Homes and townhomes made up 60 percent of the 2,872 total recorded sales in the second quarter. Stribling defines “homes” as any dwelling up to a three-family home, including single family structures, attached two-family homes and three-families, in any combination thereof.
“The borough’s housing stock is primarily one- to three-family homes, which draw in a different buyer pool than Manhattan and the northern markets in Brooklyn,” Derderian notes.
Condos accounted for 13 percent of all sales, although condos were the most expensive property type, averaging of $1,006 per square foot. (Compared to about $511 per square foot for homes and townhomes.)
Both the median and average price of a Queens home, including all property types, rose by 5 percent from last year in the second quarter.
The average price was $632,362 and the median price was $550,000 in the second quarter.
Since last year, average condo prices rose by 7 percent year-over-year to $713,587 in the second quarter. Home and townhome prices rose 8 percent to $728,990, the largest annual gains recorded across all property types.
Interestingly, price gains were not limited to areas easily accessed by Manhattan, like LIC.

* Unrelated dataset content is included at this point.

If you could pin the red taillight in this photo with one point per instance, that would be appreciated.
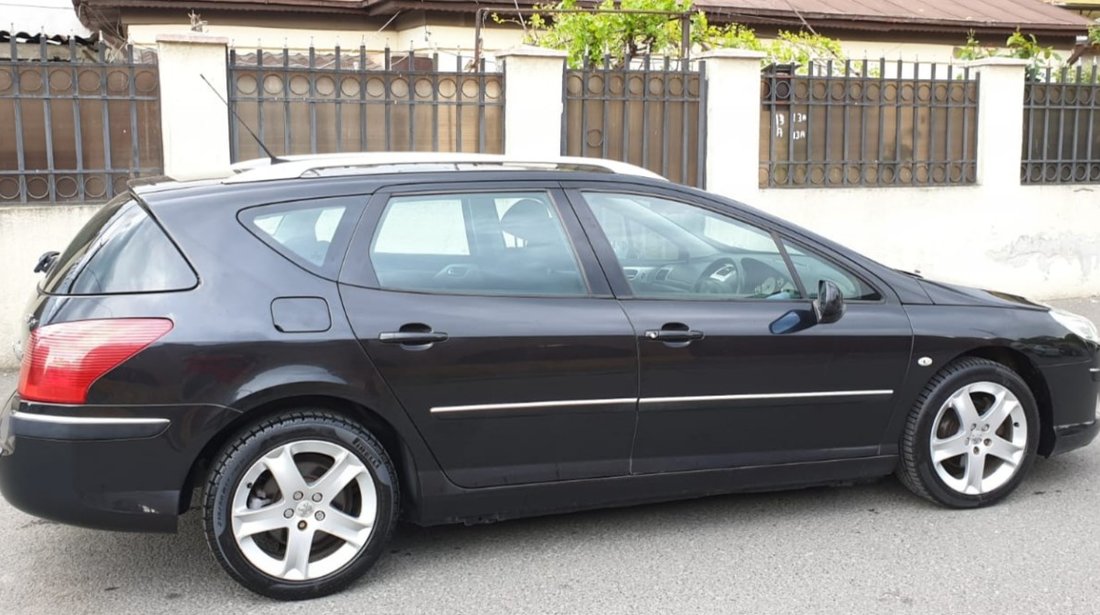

In fact, the Southwestern and Southeastern submarkets recorded the strongest price gains boroughwide in the second quarter, with average prices rising 8 percent and 13 percent annually, respectively.
“These markets are more in line with South Brooklyn in terms of housing stock, where prices have also risen,” Derderian says.
However, the Northwestern submarket — which includes LIC — was still the costliest.
Average contract prices rose 16 percent year-over-year to $1 million in the Northwestern submarket — this was the only submarket in the borough with an average contract price above $1 million. (Contract prices reflect the last known asking price.)
“As the Downtown Brooklyn market continues to see prices rise, we see demand increasing for high-rise properties in Long Island City, which will push prices higher,” Derderian says.
LIC has seen a virtual blitz of new construction in recent years and remains the borough’s hottest market and as well as among the hottest in New York City.
Meantime, total Queens inventory was up 30 percent from last year in the second quarter.
Houses and townhouses accounted for nearly 50 percent of all inventory while condos made up 25 percent.